The resignations from the 54-member elected board drew a measured response from the DIA and a pointed one from Wayne County Executive Warren Evans, who commended the former directors for "taking a principled stand against workplace harassment and insular management styles."

A seventh director has resigned due to professional obligations, the DIA said, while one member of the non-voting emeritus board has also resigned.

Salort-Pons, director of the DIA since 2015, has been under fire since last summer over his management style and a perceived ethical breach involving the loan of an El Greco painting owned by his father-in-law.

A report to the board in November — leaked earlier this month through a surreptitious recording of the meeting — said current and former museum employees described Salort-Pons as "erratic, autocratic, condescending, intolerant of dissent and lacking in clear and effective communication."

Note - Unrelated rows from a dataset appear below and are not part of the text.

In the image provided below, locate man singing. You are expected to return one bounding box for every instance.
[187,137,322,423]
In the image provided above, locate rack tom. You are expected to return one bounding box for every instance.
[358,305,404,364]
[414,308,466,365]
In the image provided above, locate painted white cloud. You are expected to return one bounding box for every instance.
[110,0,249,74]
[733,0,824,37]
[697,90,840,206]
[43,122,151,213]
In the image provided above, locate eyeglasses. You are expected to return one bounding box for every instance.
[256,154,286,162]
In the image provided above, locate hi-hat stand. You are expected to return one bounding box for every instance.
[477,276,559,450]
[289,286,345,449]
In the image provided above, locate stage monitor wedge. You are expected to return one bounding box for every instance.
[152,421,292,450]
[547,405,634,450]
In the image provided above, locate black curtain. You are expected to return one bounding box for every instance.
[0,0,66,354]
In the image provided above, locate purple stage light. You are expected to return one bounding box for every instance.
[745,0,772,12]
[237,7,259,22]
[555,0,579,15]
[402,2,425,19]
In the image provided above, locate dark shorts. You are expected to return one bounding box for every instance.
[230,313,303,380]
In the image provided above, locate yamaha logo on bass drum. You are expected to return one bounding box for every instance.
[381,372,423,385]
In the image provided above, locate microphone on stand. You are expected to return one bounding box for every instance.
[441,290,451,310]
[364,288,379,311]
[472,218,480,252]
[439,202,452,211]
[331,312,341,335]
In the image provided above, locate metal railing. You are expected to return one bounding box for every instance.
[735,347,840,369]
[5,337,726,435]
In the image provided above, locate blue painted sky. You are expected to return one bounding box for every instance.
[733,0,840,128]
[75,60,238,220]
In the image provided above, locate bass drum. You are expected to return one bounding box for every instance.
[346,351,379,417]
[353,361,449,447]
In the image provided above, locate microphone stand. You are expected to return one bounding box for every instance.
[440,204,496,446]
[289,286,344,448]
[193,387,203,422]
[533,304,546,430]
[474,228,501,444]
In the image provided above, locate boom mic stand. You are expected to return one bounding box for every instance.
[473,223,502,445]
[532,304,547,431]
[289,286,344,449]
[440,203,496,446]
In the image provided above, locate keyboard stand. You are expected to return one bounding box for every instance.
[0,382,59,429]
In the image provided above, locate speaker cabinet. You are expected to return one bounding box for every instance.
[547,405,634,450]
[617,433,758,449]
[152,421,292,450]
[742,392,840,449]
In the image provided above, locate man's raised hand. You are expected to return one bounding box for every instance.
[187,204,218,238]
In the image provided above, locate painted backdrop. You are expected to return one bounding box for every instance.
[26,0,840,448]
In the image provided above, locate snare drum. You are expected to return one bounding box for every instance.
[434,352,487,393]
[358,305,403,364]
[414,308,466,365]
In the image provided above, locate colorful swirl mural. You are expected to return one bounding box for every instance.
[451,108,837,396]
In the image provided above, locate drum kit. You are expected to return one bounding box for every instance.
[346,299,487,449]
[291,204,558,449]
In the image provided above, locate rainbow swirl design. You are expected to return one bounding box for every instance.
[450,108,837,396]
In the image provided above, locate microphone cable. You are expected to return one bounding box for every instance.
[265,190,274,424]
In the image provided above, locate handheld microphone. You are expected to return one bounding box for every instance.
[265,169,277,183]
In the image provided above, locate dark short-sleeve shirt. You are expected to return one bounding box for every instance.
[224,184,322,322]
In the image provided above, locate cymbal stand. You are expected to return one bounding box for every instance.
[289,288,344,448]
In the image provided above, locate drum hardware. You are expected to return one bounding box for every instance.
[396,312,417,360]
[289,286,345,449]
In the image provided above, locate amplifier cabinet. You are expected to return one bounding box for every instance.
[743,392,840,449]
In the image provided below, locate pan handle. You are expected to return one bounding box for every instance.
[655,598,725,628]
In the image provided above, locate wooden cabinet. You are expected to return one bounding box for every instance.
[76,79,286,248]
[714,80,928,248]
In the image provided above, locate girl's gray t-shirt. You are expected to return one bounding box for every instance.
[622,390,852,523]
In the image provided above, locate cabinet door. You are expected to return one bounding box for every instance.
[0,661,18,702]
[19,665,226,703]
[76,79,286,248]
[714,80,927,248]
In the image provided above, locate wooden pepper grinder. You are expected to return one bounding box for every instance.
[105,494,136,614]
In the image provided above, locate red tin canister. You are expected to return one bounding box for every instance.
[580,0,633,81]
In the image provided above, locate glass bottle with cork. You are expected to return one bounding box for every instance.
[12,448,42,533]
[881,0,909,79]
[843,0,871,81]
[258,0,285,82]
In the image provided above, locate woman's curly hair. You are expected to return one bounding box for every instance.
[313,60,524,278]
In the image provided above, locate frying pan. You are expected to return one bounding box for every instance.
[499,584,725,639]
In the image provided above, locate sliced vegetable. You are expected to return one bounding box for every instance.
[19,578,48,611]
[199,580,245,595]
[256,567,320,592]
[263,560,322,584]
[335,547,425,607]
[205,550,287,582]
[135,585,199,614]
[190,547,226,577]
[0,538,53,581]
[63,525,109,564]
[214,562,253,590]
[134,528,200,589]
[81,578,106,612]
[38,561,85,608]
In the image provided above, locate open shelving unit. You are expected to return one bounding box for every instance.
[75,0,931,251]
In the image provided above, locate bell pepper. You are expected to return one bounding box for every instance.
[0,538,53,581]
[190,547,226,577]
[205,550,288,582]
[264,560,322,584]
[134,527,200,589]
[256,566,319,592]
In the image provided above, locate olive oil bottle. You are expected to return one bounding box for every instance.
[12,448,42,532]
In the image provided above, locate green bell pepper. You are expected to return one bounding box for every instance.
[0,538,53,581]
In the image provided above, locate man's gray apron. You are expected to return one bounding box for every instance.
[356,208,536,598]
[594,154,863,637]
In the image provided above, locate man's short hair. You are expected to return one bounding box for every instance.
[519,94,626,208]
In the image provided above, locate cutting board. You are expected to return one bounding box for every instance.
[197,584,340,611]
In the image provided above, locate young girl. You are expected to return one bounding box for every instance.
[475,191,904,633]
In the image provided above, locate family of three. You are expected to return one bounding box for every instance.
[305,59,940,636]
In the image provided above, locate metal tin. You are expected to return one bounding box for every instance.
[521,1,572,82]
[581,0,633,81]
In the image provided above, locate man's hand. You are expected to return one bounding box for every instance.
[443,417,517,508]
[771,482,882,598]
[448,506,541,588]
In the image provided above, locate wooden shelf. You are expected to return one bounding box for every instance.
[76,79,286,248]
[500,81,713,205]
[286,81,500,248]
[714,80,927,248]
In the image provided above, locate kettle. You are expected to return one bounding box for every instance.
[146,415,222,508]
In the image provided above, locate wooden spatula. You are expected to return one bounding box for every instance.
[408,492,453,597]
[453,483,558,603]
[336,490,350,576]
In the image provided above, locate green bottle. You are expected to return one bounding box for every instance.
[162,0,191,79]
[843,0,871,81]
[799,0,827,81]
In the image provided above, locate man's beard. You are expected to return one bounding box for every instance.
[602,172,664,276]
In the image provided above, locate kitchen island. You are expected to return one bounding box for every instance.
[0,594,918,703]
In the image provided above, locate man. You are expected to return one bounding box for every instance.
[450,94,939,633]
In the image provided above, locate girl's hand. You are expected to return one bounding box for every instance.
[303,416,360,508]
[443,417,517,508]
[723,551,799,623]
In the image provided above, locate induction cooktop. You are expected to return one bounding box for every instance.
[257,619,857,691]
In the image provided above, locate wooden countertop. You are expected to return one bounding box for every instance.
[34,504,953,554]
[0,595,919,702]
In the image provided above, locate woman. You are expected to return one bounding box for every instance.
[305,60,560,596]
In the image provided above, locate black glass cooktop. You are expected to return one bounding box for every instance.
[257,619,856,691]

The Detroit Institute of Arts Director Salvador Salort-Pons poses for a portrait outside of the DIA in Detroit on Aug. 14, 2020.

Board chairman Eugene Gargaro Jr. told The Detroit News Monday that the resignations came after the board's 19-member executive committee decided to continue monitoring Salort-Pons' performance with methods adopted before the report. That committee included five of the departing board members.

"There was a consensus that favored continuing the action we took last year," he said. "Those who weren’t in that consensus elected to resign to reflect their views."

Those leaving are Anne Fredericks, Mary Ann Gorlin, Julie Rothstein, Suzanne Shank, Carol Walters and Celeste Watkins-Hayes, along with Marc Schwartz from the 32-member emeritus board. The board member who cited unrelated reasons is Christine Sitek.

The departure of seven women left the board with 25 women and 22 men. Gargaro, the chairman for 19 years, said there are "no plans I can share" about filling the open seats.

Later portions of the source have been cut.